Friday, November 13, 2020

Byzantium: Eastern Roman Empire

The Byzantine Empire was the successor of the Roman Empire in the East. While the Western Roman Empire fell in 476 AD, the Byzantine Empire in the East lasted another 1,000 years.

The son of the Roman general Constantius Chlorus, Constantine I (“the Great”) is usually held to be the founder of the Byzantine Empire. Constantine was moving the capital of the Roman Empire to the city of Byzantium (the origin of the word “Byzantine”), which he re-founded as the city of Constantinople.

After Constantine, few emperors ruled the entire Roman Empire. It was too big, and under attack from too many directions. The Western Roman Empire crumbled in the fifth century as it was overrun by invading Germanic tribes, while Constantinople became the largest city in the empire and a major commercial center.

With its magnificent palaces, churches, forums filled with sculptures and works of art, universities, and a countless building of great beauty, Constantinople was the cradle of civilization.

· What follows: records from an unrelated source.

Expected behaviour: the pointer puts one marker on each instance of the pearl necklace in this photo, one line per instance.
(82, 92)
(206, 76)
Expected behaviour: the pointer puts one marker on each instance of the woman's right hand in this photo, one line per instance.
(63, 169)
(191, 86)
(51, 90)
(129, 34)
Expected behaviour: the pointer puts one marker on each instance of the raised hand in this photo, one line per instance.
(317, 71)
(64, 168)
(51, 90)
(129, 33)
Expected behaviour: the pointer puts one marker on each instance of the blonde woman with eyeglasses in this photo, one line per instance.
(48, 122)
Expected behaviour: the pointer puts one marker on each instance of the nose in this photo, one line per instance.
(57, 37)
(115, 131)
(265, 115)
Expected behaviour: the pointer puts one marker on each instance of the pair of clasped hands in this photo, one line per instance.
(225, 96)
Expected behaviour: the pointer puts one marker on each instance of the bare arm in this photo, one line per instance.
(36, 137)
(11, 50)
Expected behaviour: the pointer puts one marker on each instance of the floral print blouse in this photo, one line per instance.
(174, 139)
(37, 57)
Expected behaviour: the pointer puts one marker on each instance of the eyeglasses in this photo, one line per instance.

In 527, a high-ranking Byzantine nobleman named Justinian succeeded his uncle to the throne of the Eastern Empire. In an effort to regain Rome’s fading glory, Justinian in 533 sent his best general, Belisarius, to recover North Africa from the invading Germanic tribes.

Byzantium was overthrown in the fifteenth century, following the fall of Constantinople the Ottoman Turks on 29 May 1453.